Closed diegito closed 10 years ago
ERRATA CORRIGE: the file was converted in UTF16 but then the WARCreplay wasn't working properly. The solution I used, then, was to encode the single chars in UTF-8 before putting them in the ArrayBuffer. Here's the link giving me the inspiration.
This is the code:
function encode_utf8(s) {
return unescape(encodeURIComponent(s));
}
function decode_utf8(s) {
return decodeURIComponent(escape(s));
}
function ab2str(buf) {
var s = String.fromCharCode.apply(null, new Uint8Array(buf));
return decode_utf8(decode_utf8(s))
}
function lengthInUtf8Bytes(str) {
// Matches only the 10.. bytes that are non-initial characters in a multi-byte sequence.
var m = encodeURIComponent(str).match(/%[89ABab]/g);
return str.length + (m ? m.length : 0);
}
function str2ab(str) {
//console.log('string length: '+ str.length)
var s = encode_utf8(str)
//console.log('utf-8 encoded string: '+ lengthInUtf8Bytes(s))
var buf = new ArrayBuffer(s.length);
var bufView = new Uint8Array(buf);
for (var i=0, strLen=s.length; i<strLen; i++) {
bufView[i] = s.charCodeAt(i);
}
return bufView;
}
Thanks for the suggestion/fix.

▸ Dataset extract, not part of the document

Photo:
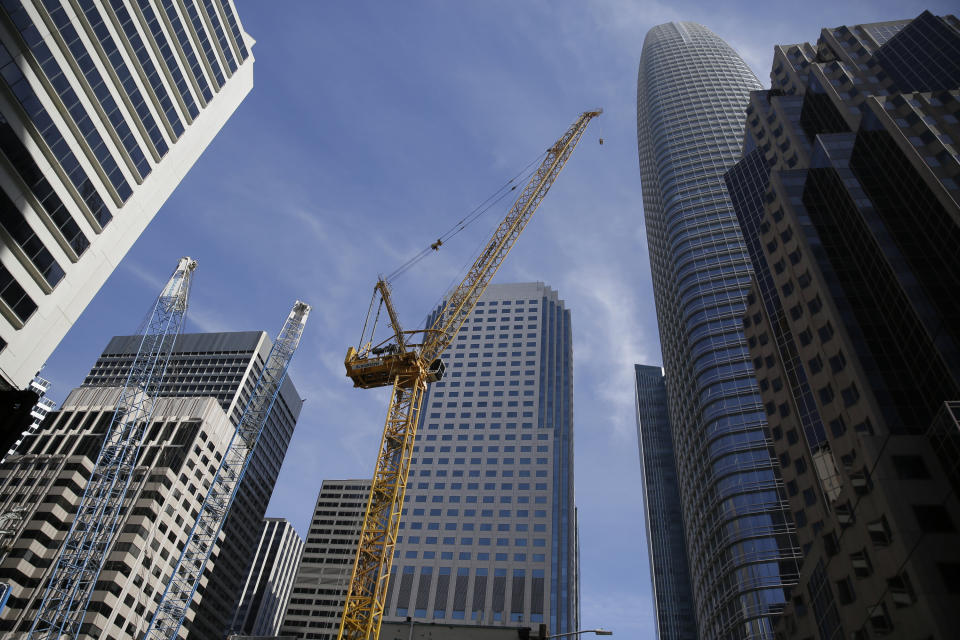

Currently testing to ensure the binary image data comes through as expected.
I was trying to import a website containing some east-asian character, that is the twitter library http://platform.twitter.com/widgets.js. It contains characters like the following:
These are not translated correctly in the resulting WARC file. The reason behind this is the str2ab and ab2str methods used to encode/decode the strings into/from a buffer.
I found that using the functions defined here as they are, fix the problem and add the characters to the files without problems.